Food

When the M.D.O.C. Yells Chow

J.S. Copeman

The big tubuncular circulation fan sits alone;
spinning, churning, pushing gray dust notes
and jalapeno flavored hairballs on down the same
colored MDOC halls in summer.
This dull passage known as “the rock”
in correctional vocabularies is a throat
of constriction full of long and dull days.
Moving us with up and down reflexes;
our up and down moods, with up and down steps,
are always the same.
Before an up and down gulp releases.
Ah, peristalsis! They’ve swallowed sane more!
Meanwhile, those tumble-weavers go bounding on;
rolling by the same shower-shoe shufflers scritch-scratching their way across a galaxy of vanilla cheap tiles
with their cinderblock uncertainties.
They wonder, not wander, always:
What’s on t.v. tonight? What’s on the tray three times a day? Those milk for juice trades make them wonder away.
Wondering if time does indeed make for a tasty tenderizer?
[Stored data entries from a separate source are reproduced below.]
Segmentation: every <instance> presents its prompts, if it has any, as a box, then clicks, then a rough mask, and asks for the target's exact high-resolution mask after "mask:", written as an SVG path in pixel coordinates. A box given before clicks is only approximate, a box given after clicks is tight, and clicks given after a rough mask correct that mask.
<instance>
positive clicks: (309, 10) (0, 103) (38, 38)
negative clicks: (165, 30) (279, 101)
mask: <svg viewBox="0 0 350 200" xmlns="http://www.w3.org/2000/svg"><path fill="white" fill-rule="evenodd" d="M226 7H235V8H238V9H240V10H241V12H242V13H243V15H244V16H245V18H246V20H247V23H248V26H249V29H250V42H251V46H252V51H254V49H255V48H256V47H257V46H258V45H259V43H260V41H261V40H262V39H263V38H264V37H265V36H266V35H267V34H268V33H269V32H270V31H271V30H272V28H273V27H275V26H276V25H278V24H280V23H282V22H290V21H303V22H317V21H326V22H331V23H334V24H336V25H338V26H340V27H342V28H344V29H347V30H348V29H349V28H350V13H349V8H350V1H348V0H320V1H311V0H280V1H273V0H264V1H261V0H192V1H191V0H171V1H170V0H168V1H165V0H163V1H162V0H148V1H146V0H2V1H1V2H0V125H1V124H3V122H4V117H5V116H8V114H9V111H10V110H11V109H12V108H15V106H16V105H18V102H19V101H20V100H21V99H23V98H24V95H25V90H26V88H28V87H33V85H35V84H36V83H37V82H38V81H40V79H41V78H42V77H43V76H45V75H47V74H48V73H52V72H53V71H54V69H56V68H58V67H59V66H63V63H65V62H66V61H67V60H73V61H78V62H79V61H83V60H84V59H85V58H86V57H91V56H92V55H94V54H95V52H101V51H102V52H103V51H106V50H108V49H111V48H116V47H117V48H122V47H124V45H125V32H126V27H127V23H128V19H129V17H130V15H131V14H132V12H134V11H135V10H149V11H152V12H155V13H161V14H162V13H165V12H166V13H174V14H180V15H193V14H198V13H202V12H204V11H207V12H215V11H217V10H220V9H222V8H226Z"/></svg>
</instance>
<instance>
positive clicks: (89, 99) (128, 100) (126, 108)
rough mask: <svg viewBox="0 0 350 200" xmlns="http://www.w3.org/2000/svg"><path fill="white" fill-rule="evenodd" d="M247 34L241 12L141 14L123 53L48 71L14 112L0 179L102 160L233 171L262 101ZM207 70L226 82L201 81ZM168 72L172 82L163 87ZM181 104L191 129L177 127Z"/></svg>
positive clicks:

Or are they still raw, half-chewed chunks
on the way wayyy down?
For these saw-horse carpenters or card-counting cowboys
are really just measuring their red-lined boundaries
by wallowing on shelves;
by swallowing themselves;
becoming roast-beef-thin slices that are now lodged
down deep and stuck with tears in their eyes.
(the only running allowed on the rock)
Unable to breathe, clutching their throats
through handcuffed Heimlich’s double fist pumps/so suddenly turn’d blue;
as now more wonders, for their long long whys?

Words from the author: “…you will note in ‘When the MDOC Yells CHOW!’ that food is actually only mentioned in one or two lines. The rest is really about the cold and harsh setting that is a prison chowhall during a typical meal. I’m describing a scene.”